Structs and Serialization

  • Use #[derive(Serialize, Deserialize, ToSchema)] for API types
  • Add utoipa schemas for OpenAPI documentation
  • Use Option<T> for nullable fields
  • Document public structs briefly
#[derive(Serialize, ToSchema)]
pub struct BookItem {
    #[schema(value_type = String)]
    pub id: Uuid,
    pub title: String,
    pub author: Option<String>,
    // ...
}

Performance Considerations

  • Use batch operations for database inserts/updates (100 items recommended)
  • Use parallel iterators (rayon::par_iter()) for CPU-intensive scans
  • Implement caching for expensive operations (see pages.rs for disk/memory cache examples)
  • Use streaming for large data where applicable

Testing

  • Currently there are no test files - consider adding unit tests for:
    • Parser functions
    • Thumbnail generation
    • Configuration parsing
  • Use #[cfg(test)] modules for integration tests

3. Project Structure

stripstream-librarian/
├── apps/
│   ├── api/           # REST API (axum)
│   │   └── src/
│   │       ├── main.rs
│   │       ├── books.rs
│   │       ├── pages.rs
│   │       └── ...
│   ├── indexer/       # Background indexing service
│   │   └── src/
│   │       └── main.rs
│   └── backoffice/    # Next.js admin UI
├── crates/
│   ├── core/          # Shared config
│   │   └── src/config.rs
│   └── parsers/       # Book parsing (CBZ, CBR, PDF)
├── infra/
│   ├── migrations/    # SQL migrations
│   └── docker-compose.yml
└── libraries/         # Book storage (mounted volume)

Key Files

File Purpose
apps/api/src/books.rs Book CRUD endpoints
apps/api/src/pages.rs Page rendering & caching
apps/indexer/src/main.rs Indexing logic, batch processing
crates/parsers/src/lib.rs Format detection, metadata parsing
crates/core/src/config.rs Configuration from environment
infra/migrations/*.sql Database schema

4. Common Patterns

Configuration from Environment

// In crates/core/src/config.rs
impl IndexerConfig {
    pub fn from_env() -> Result<Self> {
        Ok(Self {
            listen_addr: std::env::var("INDEXER_LISTEN_ADDR")
                .unwrap_or_else(|_| "0.0.0.0:8081".to_string()),
            database_url: std::env::var("DATABASE_URL")
                .context("DATABASE_URL is required")?,
            // ...
        })
    }
}

Path Remapping

fn remap_libraries_path(path: &str) -> String {
    if let Ok(root) = std::env::var("LIBRARIES_ROOT_PATH") {
        if path.starts_with("/libraries/") {
            return path.replacen("/libraries", &root, 1);
        }
    }
    path.to_string()
}

5. Important Notes

  • Workspace: This is a Cargo workspace.
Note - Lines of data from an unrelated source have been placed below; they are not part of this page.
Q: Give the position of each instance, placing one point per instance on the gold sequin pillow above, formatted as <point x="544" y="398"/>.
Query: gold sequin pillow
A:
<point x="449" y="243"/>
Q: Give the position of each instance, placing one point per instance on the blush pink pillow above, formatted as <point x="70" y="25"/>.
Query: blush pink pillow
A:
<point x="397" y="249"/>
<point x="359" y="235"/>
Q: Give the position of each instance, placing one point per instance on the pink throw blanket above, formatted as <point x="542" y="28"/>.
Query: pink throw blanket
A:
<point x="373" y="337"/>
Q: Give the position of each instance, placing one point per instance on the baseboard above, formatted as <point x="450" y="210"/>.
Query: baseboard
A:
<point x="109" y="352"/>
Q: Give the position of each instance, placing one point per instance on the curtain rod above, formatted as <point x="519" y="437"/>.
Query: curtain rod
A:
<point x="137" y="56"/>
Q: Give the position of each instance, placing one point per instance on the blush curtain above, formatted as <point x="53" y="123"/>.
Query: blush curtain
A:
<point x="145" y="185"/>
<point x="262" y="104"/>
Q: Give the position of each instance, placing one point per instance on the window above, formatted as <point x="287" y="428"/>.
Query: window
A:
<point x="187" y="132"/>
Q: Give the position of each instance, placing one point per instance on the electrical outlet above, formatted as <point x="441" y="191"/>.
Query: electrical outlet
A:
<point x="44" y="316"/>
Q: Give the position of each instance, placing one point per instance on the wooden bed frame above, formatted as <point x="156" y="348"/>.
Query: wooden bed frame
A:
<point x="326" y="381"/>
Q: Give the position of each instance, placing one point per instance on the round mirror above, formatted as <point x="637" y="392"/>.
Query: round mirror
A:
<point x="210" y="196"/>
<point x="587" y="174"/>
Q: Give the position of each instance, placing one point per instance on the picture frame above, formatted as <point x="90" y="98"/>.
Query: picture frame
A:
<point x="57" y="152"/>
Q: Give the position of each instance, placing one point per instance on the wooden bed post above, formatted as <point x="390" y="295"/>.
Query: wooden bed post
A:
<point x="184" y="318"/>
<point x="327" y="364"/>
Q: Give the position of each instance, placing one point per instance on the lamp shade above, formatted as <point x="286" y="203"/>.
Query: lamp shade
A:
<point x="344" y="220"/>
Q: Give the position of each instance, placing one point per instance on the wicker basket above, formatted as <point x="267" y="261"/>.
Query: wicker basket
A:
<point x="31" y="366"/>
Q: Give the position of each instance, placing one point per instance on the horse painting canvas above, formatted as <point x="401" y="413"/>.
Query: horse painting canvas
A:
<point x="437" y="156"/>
Always specify the package when building specific apps.
  • Dependencies: External crates are defined in workspace Cargo.toml, not individual Cargo.toml.
  • Database: PostgreSQL is required. Run migrations before starting services.
  • External Tools: The indexer relies on unar (for CBR) and pdftoppm (for PDF) being installed on the system.